Unveiling the drivers of the Baryon Cycles with Interpretable Multi-step Machine Learning and Simulations
Mst Shamima Khanom, Benjamin W. Keller, Javier Ignacio Saavedra Moreno
TL;DR
This study tackles the missing baryon problem by linking the retained baryon fraction in simulated galaxies to halo and gas properties using a two-step, interpretable ML pipeline applied to IllustrisTNG100. A Random Forest identifies the five most informative features, which are then modeled with an Explainable Boosting Machine to uncover univariate and interaction-driven dependencies, yielding a high predictive accuracy ($R^2$ about 0.86–0.87) with only five features. The analysis reveals that central gas content, star-forming gas, halo mass, the radius of the rotation-curve peak, and velocity dispersion jointly govern baryon retention, with strong virial-related interactions between $M_{200}$ and $\sigma$. The results show that galaxies outside strict virial equilibrium tend to retain more baryons, and the correlation between $M_{200}$ and $\sigma$ reflects information leakage rather than independent causal drivers, informing our understanding of the baryon cycle and guiding future multisimulation investigations.
Abstract
We present a new approach for understanding how galaxies lose or retain baryons by utilizing a pipeline of two machine learning methods applied the IllustrisTNG100 simulation.

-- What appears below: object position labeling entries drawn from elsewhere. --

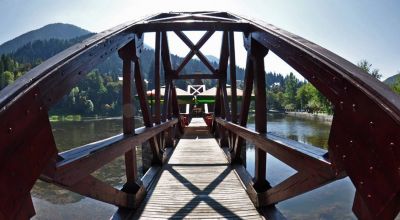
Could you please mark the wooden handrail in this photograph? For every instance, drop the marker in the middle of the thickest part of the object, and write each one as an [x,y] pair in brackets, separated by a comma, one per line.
[79,162]
[297,155]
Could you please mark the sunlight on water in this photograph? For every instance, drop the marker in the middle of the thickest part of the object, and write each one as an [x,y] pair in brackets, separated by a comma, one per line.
[333,201]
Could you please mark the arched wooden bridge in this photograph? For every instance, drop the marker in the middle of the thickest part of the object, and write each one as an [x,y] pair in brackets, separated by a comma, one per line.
[364,141]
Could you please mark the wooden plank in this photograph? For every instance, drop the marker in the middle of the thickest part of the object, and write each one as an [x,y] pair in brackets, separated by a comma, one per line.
[26,148]
[223,65]
[197,183]
[232,68]
[199,54]
[295,185]
[96,189]
[195,76]
[57,75]
[147,119]
[79,162]
[166,100]
[301,157]
[193,26]
[165,54]
[193,50]
[157,82]
[126,53]
[244,109]
[258,53]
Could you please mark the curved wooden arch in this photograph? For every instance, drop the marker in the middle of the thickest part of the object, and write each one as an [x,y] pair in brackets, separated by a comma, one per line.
[363,143]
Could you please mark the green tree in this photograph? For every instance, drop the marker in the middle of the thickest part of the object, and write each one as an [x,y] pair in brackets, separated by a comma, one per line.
[6,78]
[291,84]
[367,67]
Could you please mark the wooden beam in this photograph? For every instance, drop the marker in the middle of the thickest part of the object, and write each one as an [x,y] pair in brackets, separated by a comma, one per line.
[223,65]
[165,54]
[157,82]
[79,162]
[199,54]
[245,106]
[193,50]
[96,189]
[127,54]
[27,147]
[295,185]
[301,157]
[196,76]
[232,65]
[147,119]
[166,100]
[194,26]
[258,53]
[174,99]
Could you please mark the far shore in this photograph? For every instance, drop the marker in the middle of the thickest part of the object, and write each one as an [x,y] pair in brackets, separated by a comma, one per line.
[315,116]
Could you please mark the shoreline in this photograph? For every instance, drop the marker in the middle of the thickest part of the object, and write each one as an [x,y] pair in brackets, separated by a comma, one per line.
[318,116]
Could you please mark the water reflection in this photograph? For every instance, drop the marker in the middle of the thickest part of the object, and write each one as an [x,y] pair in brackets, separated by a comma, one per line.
[332,201]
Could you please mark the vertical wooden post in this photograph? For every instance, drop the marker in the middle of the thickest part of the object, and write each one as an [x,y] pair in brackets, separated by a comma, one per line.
[157,82]
[244,109]
[232,65]
[232,68]
[258,53]
[145,111]
[127,54]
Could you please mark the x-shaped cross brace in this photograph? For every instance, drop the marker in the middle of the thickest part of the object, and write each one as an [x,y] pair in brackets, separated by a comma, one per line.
[195,49]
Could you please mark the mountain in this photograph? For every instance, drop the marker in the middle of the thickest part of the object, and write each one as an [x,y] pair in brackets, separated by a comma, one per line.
[51,31]
[391,80]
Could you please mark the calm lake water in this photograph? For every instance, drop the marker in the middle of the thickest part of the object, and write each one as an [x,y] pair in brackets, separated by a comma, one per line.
[333,201]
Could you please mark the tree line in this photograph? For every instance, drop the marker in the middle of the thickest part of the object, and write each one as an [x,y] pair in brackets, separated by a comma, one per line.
[100,93]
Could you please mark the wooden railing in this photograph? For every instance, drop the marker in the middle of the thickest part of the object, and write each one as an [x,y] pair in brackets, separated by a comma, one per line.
[363,142]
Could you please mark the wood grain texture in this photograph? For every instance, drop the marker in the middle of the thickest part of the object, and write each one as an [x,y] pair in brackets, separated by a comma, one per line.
[197,182]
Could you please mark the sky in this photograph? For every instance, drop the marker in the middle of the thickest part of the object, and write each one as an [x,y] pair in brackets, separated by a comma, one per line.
[353,29]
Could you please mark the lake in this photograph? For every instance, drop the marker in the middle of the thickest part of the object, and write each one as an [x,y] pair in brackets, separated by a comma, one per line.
[333,201]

We employed a Random Forest Regressor and Explainable Boosting Machine (EBM) model to connect the retained baryon fraction of approximately 10^5 simulated galaxies to their properties. We employed Random Forest models to filter and used the five most significant properties to train an EBM. Interaction functions identified by the EBM highlight the relationship between baryon fraction and three different galactic mass measurements, the location of the rotation curve peak, and the velocity dispersion. This interpretable machine learning-based approach provides a promising pathway for understanding the baryon cycle in galaxies.